Biography of St. Joseph Freinademetz

Joseph Freinademetz was born on April 15, 1852 in Oies, a small village of five houses in the Dolomites in the Alps of northern Italy in South Tyrol. He was baptized on the same day as his birth and learned from his family to have a simple but strong faith at the same time. During his theological studies at the Major Seminary in Bressanone, he already began to think seriously about foreign missions as a possibility for his life. After being ordained a priest on July 25, 1875, he was sent to the community of San Martino di Badia, very close to his birthplace, where he soon gained the people's respect and affection.

In all that time, however, he did not abandon his restlessness for the missions. Only two years after his ordination, he got in touch with Father Arnoldo Janssen, founder of a missionary congregation that would soon afterwards officially become the "Society of the Divine Word." With the permission of his bishop, Joseph entered the missionary house of Steyl in August 1878. He received the missionary cross on March 2, 1879 and together with another Verbite missionary, Father John Baptist Anzer, he left for China. Five weeks later they landed in Hong Kong where they remained for two years preparing for their assigned mission in South Shantung, a province of China that had 12 million inhabitants and only 158 baptized.

They were hard years marked by long and difficult journeys, assaulted by robbers, and an arduous job in forming the first Christian communities. As soon as he was able to build a community that could stand on its own, the order of the Bishops came to leave everything and start again in another place. Joseph soon understood the importance of the laity as catechists for initial evangelization. He devoted much effort to their formation and prepared a catechetical manual in Chinese for them. At the same time, together with his brother Anzer who had become a bishop, he committed himself to the spiritual preparation and ongoing formation of Chinese priests and other missionaries.

His whole life was marked by the effort to become Chinese among the Chinese, so much so that he wrote to his family members: "I love China and the Chinese; I want to die among them, and among them be buried." In 1898, the continuous work and many hardships took a toll on him. Sick in his larynx and with the first symptoms of tuberculosis, the Bishop and his brothers insisted on his spending a period of time in Japan with the hope of recovering his health. He returned to China, regained some strength, but was not completely healed.

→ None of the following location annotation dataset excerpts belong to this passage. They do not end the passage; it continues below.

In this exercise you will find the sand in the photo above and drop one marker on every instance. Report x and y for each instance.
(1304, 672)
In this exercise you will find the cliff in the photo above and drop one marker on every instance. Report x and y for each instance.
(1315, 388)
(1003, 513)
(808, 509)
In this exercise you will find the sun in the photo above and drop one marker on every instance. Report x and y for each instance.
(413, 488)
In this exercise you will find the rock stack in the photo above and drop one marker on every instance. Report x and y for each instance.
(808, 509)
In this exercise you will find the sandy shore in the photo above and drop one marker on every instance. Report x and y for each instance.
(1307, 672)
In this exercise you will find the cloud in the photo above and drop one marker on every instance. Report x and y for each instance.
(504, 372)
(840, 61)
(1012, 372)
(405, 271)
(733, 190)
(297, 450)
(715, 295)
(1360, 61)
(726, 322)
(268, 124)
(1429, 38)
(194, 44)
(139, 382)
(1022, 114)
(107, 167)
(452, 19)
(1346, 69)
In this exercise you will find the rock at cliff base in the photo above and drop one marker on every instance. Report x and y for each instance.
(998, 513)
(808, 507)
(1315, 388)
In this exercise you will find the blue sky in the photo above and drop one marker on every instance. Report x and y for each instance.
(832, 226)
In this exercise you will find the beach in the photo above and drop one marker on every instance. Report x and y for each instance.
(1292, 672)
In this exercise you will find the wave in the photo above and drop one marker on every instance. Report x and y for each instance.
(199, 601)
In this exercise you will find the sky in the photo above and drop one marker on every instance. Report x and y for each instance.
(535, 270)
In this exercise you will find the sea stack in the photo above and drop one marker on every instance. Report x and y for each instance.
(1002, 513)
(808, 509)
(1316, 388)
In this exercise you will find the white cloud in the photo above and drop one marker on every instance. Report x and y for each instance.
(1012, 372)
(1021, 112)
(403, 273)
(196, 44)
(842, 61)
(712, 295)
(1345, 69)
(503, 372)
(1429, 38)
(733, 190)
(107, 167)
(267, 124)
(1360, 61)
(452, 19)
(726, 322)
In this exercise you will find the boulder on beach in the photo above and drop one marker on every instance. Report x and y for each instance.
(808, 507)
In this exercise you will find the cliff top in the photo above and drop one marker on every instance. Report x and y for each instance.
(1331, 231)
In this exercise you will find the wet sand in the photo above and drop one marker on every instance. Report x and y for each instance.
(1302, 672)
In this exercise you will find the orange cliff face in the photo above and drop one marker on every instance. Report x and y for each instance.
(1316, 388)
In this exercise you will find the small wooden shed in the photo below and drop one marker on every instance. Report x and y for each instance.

When the Bishop had to travel to Europe in 1907, Father Freinademetz took over the administration of the diocese. During this period, a typhus epidemic broke out. Joseph, being a good shepherd, gave his tireless assistance until he became ill himself. He immediately returned to Taikia, the seat of the diocese, where he died on January 28, 1908. He was buried under the twelfth station of the Stations of the Cross and his tomb soon became a point of reference and pilgrimage for Christians.

Father Freinademetz was able to discover and love deeply the greatness of the culture of the people to whom he had been sent. He dedicated his life to proclaiming the Gospel, the message of God's love for humanity, and incarnating this love in the communion of the Chinese Christian communities. He animated these communities by encouraging them to be open to solidarity with the rest of the Chinese people. His example led many Chinese people to become missionaries among their own people, such as catechists, religious men and women and priests. His whole life was an expression of what was one of his slogans: "The language that everyone understands is love."